A change is coming to fasteners spurred by the needs to lower automotive recall and warranty costs, reduce weight and environmental impact, and raise fuel efficiency numbers. A new report, which profiles Emhart Teknologies and other industry leaders, forecasts a growing automotive fastener market to reach $12.2 billion by 2012.
Fastener failure is one of the leading causes of vehicle recall in North America and Europe. The typical threaded joint, produced by a standard nut and bolt, has existed since the 19th century. When a fastener loses its clamp load, it no longer does its job and safety, recall, or warranty issues occur. Locking devices from wires and washers to chemical and drypatch adhesives are commonly added to retain clamp load. These methods do not always hold up under shock, vibration, or temperature extremes.
Among the automotive alternatives (hybrid, all-electric, and so on) clean diesel puts added strain on fasteners due to its added torque in the drivetrain and added heat and vibration in the turbocharged powertrain and chassis.

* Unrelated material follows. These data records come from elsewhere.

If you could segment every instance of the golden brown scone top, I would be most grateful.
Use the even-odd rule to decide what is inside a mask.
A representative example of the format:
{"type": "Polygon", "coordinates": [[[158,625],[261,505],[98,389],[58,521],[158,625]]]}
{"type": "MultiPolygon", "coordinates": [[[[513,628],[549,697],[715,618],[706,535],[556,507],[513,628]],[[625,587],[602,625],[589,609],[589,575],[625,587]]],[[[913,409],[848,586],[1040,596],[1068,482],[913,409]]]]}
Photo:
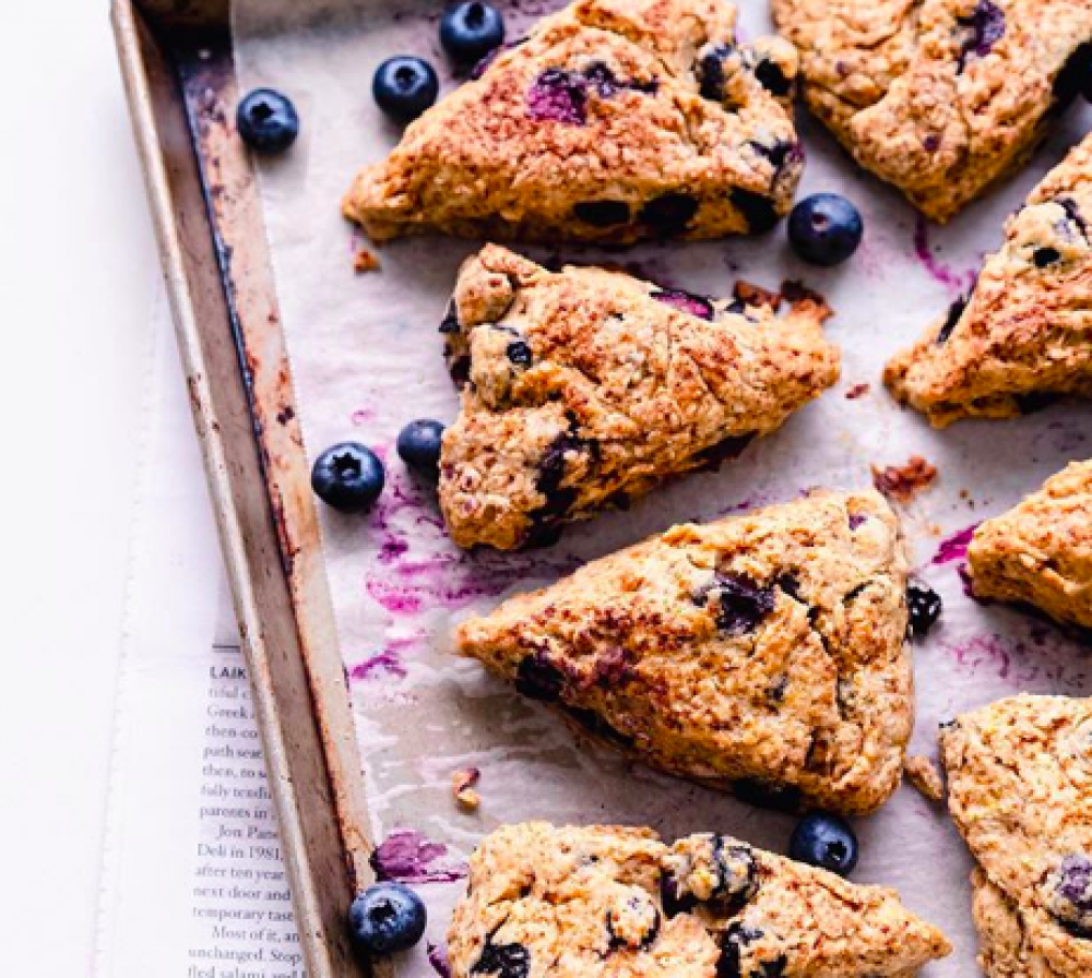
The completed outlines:
{"type": "Polygon", "coordinates": [[[913,726],[906,559],[874,491],[816,492],[662,536],[456,631],[524,695],[673,774],[866,813],[913,726]]]}
{"type": "Polygon", "coordinates": [[[1092,462],[1071,463],[978,526],[968,556],[976,597],[1092,628],[1092,462]]]}
{"type": "Polygon", "coordinates": [[[899,401],[936,427],[1010,418],[1044,396],[1092,396],[1092,136],[1005,228],[969,300],[888,363],[899,401]]]}
{"type": "Polygon", "coordinates": [[[1092,40],[1092,0],[772,7],[812,111],[935,220],[1021,166],[1088,70],[1078,49],[1092,40]]]}
{"type": "Polygon", "coordinates": [[[909,978],[950,946],[898,895],[723,835],[506,825],[471,858],[452,978],[909,978]]]}
{"type": "Polygon", "coordinates": [[[796,52],[735,22],[723,0],[577,0],[411,124],[344,212],[380,241],[767,230],[804,166],[796,52]]]}
{"type": "Polygon", "coordinates": [[[1092,701],[1013,696],[940,735],[989,978],[1092,975],[1092,701]]]}
{"type": "Polygon", "coordinates": [[[779,428],[840,360],[820,300],[780,303],[548,272],[498,246],[468,259],[441,327],[467,381],[440,464],[451,538],[524,546],[779,428]]]}

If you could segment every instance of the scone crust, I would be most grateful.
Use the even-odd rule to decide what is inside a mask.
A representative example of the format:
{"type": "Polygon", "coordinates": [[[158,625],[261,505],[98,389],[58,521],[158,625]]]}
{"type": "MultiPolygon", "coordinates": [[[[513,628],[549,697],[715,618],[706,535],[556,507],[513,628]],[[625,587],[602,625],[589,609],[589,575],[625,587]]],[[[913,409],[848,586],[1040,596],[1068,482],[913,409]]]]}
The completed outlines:
{"type": "Polygon", "coordinates": [[[856,160],[945,222],[1071,97],[1090,0],[772,0],[811,110],[856,160]],[[1076,62],[1076,59],[1075,59],[1076,62]]]}
{"type": "Polygon", "coordinates": [[[738,45],[735,23],[724,0],[577,0],[411,124],[345,215],[377,241],[768,230],[804,167],[796,52],[738,45]]]}
{"type": "Polygon", "coordinates": [[[976,597],[1033,605],[1092,628],[1092,462],[1073,462],[974,532],[976,597]]]}
{"type": "MultiPolygon", "coordinates": [[[[1000,700],[946,727],[940,752],[948,807],[977,863],[982,968],[990,978],[1092,974],[1092,929],[1052,913],[1059,867],[1092,858],[1092,702],[1000,700]]],[[[1084,899],[1092,914],[1092,893],[1084,899]]]]}
{"type": "Polygon", "coordinates": [[[1010,418],[1044,396],[1092,396],[1092,135],[1005,228],[969,299],[888,363],[894,396],[942,428],[1010,418]]]}
{"type": "Polygon", "coordinates": [[[821,301],[780,318],[776,301],[548,272],[499,246],[467,260],[443,326],[468,381],[440,465],[451,538],[525,546],[780,427],[836,381],[840,356],[821,301]]]}
{"type": "Polygon", "coordinates": [[[901,978],[949,951],[893,891],[727,836],[544,822],[486,837],[448,937],[452,978],[901,978]]]}
{"type": "Polygon", "coordinates": [[[866,813],[913,726],[906,572],[882,497],[817,492],[594,561],[456,646],[663,771],[866,813]]]}

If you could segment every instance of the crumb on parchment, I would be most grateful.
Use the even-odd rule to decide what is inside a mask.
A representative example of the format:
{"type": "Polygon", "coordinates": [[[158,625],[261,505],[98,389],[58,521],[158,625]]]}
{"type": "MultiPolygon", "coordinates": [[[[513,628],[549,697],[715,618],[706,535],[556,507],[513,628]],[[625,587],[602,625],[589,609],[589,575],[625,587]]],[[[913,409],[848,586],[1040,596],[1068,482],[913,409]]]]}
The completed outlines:
{"type": "Polygon", "coordinates": [[[921,455],[911,455],[905,465],[873,466],[873,485],[888,499],[907,502],[937,480],[937,467],[921,455]]]}
{"type": "Polygon", "coordinates": [[[474,790],[474,785],[482,777],[482,772],[477,767],[462,767],[451,775],[451,794],[460,808],[475,811],[482,803],[482,798],[474,790]]]}
{"type": "Polygon", "coordinates": [[[945,797],[945,785],[940,779],[937,765],[922,754],[906,758],[902,766],[906,780],[921,791],[929,801],[941,801],[945,797]]]}
{"type": "Polygon", "coordinates": [[[353,259],[354,272],[378,272],[381,267],[376,252],[368,248],[357,249],[356,258],[353,259]]]}

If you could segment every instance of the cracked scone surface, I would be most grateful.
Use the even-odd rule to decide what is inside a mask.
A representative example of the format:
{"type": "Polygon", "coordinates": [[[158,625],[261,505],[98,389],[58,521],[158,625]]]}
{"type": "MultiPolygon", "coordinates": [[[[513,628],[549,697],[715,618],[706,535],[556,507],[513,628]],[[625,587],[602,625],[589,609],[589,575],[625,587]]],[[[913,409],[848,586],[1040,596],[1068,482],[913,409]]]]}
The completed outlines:
{"type": "Polygon", "coordinates": [[[465,380],[444,432],[451,538],[513,549],[734,454],[838,380],[829,314],[720,301],[619,272],[548,272],[498,246],[460,271],[441,330],[465,380]]]}
{"type": "Polygon", "coordinates": [[[1005,243],[957,301],[885,370],[936,427],[1009,418],[1053,395],[1092,396],[1092,136],[1006,224],[1005,243]]]}
{"type": "Polygon", "coordinates": [[[1073,462],[981,524],[968,556],[976,597],[1034,605],[1092,629],[1092,462],[1073,462]]]}
{"type": "Polygon", "coordinates": [[[1092,975],[1092,701],[1013,696],[940,735],[989,978],[1092,975]]]}
{"type": "Polygon", "coordinates": [[[913,726],[906,559],[879,493],[686,524],[472,618],[459,652],[649,764],[875,810],[913,726]]]}
{"type": "Polygon", "coordinates": [[[1021,166],[1078,91],[1090,0],[772,0],[811,110],[947,220],[1021,166]]]}
{"type": "Polygon", "coordinates": [[[950,947],[898,895],[728,836],[507,825],[471,858],[452,978],[905,978],[950,947]]]}
{"type": "Polygon", "coordinates": [[[804,166],[796,52],[735,22],[723,0],[578,0],[411,124],[344,212],[373,240],[768,230],[804,166]]]}

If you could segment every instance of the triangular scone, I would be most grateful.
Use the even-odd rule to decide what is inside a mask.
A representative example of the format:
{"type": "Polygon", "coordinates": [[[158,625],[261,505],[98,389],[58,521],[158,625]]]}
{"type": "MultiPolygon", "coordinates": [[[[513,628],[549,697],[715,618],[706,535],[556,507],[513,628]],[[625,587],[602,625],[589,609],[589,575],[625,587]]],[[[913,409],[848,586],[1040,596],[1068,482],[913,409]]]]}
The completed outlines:
{"type": "Polygon", "coordinates": [[[990,978],[1092,975],[1092,700],[1014,696],[940,734],[990,978]]]}
{"type": "Polygon", "coordinates": [[[452,978],[909,978],[951,947],[898,894],[724,835],[506,825],[471,857],[452,978]]]}
{"type": "Polygon", "coordinates": [[[462,547],[512,549],[738,452],[838,380],[827,308],[745,302],[619,272],[548,272],[498,246],[459,274],[444,321],[467,378],[443,437],[440,505],[462,547]]]}
{"type": "Polygon", "coordinates": [[[913,726],[883,498],[685,524],[463,622],[456,647],[604,741],[759,803],[870,812],[913,726]]]}
{"type": "Polygon", "coordinates": [[[365,168],[345,215],[410,234],[631,242],[769,229],[804,166],[796,52],[724,0],[578,0],[365,168]]]}
{"type": "Polygon", "coordinates": [[[1014,417],[1051,395],[1092,396],[1090,234],[1092,135],[1009,218],[970,298],[888,363],[894,396],[938,428],[1014,417]]]}
{"type": "Polygon", "coordinates": [[[772,0],[804,92],[857,163],[948,220],[1077,94],[1089,0],[772,0]]]}
{"type": "Polygon", "coordinates": [[[1092,462],[1073,462],[980,525],[968,556],[975,597],[1023,601],[1092,629],[1092,462]]]}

To assure joint integrity in these critical areas while preventing safety, warranty, or recall issues, automotive engineers are turning to an innovative fastener called Spiralock.
Traditional locking fasteners do not address a basic design problem with the standard 60-degree thread form: that the gap between the crest of the male and female threads can lead to vibration-induced thread loosening. Stress concentration and fatigue at the first few engaged threads is also a problem, along with an increased probability of shear, especially in soft metals, due to itstendency toward axial loading. Temperature extremes can also expand or contract surfaces and materials, potentially compromising joint integrity.
The Spiralock locking fastener has a re-engineered thread form that adds a 30-degree wedge ramp at the root of the thread which mates with standard 60-degree male thread fasteners.
The wedge ramp allows the bolt to spin freely relative to female threads until clamp load is applied. The crests of the standard male thread form are then drawn tightly against the wedge ramp, eliminating radial clearances and creating a continuous spiral line contact along the entire length of the thread engagement. This continuous line contact spreads the clamp force more evenly over all engaged threads, improving resistance to vibration loosening, axial-torsion loading, joint fatigue, and temperature extremes.
The Spiralock locking fastener has been validated in published test studies at leading institutions including MIT, the Goddard Space Flight Center, Lawrence Livermore National Laboratory, and British Aerospace. It has been used in extreme fastening applications with virtually no chance of recall: from the main engines of NASA’s Space Shuttle; to the Saturn Cassini orbiter and Titan Huygens probe; to medical implants, artificial limbs, and heart pumps.
The fastener’s full contact along the entire engaged length of the thread reduces thread galling, or microwelding, especially in the heat-resistant nickel alloys. Fasteners can be reused up to 50 times, simplifying installation and maintenance. And it makes the thread form self-centering, which eases the balancing of high RPM diesel and turbo systems.